We now know to keep spare blankets in the camping kit, to pack at least one (but preferably two) warm outfits, the extra one in case you get wet, as well as at least two hot weather outfits. Swimming costumes also go in, as there are sometimes opportunities in unexpected places, and it is horrible sitting watching everyone else having a good time and you cannot join in.
We have also learned to expect the unexpected around food and restaurants. We ate the best fish and chips in the country in a little restaurant (sadly, no longer in operation) in Ficksburg, of all places. Discovered amazing trout and dill pasta in Wakkerstroom, in a restaurant with a beautiful table high fireplace, that kept us toasty warm as well as fed like kings. We were served really great lamb stew at Mountain Zebra National Park outside Cradock, and bought delicious koeksisters and ginger beer from a farmstall outside Britstown in the Northern Cape.
Then you have the unexpected sightings – after asking about bush pigs at Royal Natal National Park in the Drakensberg, and being assured by the officials that there were none, we happened across 10 of them crossing the road outside the office, two nights later when we returned from dinner. We came across 4 beautiful grey crowned cranes in a small hamlet outside Winterton – not normally something you would expect in a town. One morning in Marakele National Park, we were entertained in the campsite by two female warthogs and about ten piglets – we couldn’t quite agree on how many there were as they were so busy with their own game. They seemed to be playing tag, and then the tagged one had to spin in circles on the spot, until it fell over, which started all the others spinning on the spot, until the first one got up and gave chase again – hectic, amusing, beautiful to watch.

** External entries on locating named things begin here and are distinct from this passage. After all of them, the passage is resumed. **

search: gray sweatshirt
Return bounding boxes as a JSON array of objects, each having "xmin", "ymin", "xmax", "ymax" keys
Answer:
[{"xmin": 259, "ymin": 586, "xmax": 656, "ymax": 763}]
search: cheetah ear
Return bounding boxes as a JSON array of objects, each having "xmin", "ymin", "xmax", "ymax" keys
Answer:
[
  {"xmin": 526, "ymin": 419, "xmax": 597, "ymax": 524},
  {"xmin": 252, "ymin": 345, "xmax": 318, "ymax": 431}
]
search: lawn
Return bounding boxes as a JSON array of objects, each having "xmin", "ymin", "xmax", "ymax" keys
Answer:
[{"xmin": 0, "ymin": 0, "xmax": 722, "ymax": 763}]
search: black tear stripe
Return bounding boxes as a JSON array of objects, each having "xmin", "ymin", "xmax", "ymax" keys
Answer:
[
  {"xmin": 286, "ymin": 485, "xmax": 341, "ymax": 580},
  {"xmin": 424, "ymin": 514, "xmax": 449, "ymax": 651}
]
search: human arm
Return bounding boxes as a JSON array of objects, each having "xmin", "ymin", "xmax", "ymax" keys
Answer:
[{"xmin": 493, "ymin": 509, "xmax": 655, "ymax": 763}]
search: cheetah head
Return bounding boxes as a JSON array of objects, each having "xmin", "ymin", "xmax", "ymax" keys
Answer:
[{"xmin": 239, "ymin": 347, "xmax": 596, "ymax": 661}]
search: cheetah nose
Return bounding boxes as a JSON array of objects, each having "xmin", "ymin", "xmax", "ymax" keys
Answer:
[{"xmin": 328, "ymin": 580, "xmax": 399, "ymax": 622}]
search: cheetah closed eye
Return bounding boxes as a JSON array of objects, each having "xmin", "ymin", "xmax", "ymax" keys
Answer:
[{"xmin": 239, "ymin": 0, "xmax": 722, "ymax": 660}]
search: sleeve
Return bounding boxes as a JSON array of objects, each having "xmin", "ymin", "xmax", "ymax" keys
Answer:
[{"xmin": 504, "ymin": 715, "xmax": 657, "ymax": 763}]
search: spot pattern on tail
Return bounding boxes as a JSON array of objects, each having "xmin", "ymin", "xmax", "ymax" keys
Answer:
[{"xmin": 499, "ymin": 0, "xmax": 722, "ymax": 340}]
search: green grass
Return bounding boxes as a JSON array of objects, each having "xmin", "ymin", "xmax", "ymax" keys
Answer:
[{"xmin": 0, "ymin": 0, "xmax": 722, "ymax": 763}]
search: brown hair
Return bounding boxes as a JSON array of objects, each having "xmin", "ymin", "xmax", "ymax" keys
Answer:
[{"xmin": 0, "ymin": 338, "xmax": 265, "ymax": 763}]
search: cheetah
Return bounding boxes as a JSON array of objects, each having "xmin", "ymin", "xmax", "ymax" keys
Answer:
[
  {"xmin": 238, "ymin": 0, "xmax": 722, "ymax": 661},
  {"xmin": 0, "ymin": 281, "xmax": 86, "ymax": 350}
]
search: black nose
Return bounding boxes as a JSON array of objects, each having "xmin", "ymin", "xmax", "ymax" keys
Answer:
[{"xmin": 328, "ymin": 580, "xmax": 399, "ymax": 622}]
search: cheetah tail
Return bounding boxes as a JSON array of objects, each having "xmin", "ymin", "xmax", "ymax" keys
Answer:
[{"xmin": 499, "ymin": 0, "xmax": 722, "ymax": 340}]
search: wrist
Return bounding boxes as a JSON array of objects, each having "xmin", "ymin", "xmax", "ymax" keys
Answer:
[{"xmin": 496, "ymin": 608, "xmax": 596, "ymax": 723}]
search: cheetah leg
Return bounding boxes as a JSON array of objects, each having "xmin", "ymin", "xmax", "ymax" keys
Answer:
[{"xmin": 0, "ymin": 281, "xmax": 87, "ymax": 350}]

We have also had some unexpected comments while camping. With Malcolm being a horticulturist, we as often look at plants in the nature reserves as at animals or birds. One morning in Kruger, we were parked on the wrong side of the road, very close to a bush, so Malcolm could take some photographs of the leaves, bark and flowers. A car pulled up next to me and the gentlemen, with a heavy English accent, asked what we were looking at. When I replied that Malcolm was looking at the plant, he said: “Now you are telling pork pies!” To this day he must believe that we had spotted something and just did not want to share.
When we took my daughters on one of their first camping trips, we arrived at the campsite quite late and first helped them set up their tent and get their beds sorted out – they were about 14 and 16 at the time. They were already in bed when we returned from washing up and started getting the inside of our tent organised. Suddenly this voice from their tent broke the silence, clearly unaware that tent walls are not soundproof: “Do you think they are bonking over there?” We were in stitches for the rest of the holiday, every time we went to bed!
If you expect to be surprised, around every twist and turn of life, and learn to just roll with the flow and take the giggles, the beauty, the amazing people and food and scenery where you find them, you will find so much in our country to delight. You will find so much in camping to entertain you, amuse you, to slow down your pace from the normal daily rush. You will be, like me, hooked for life.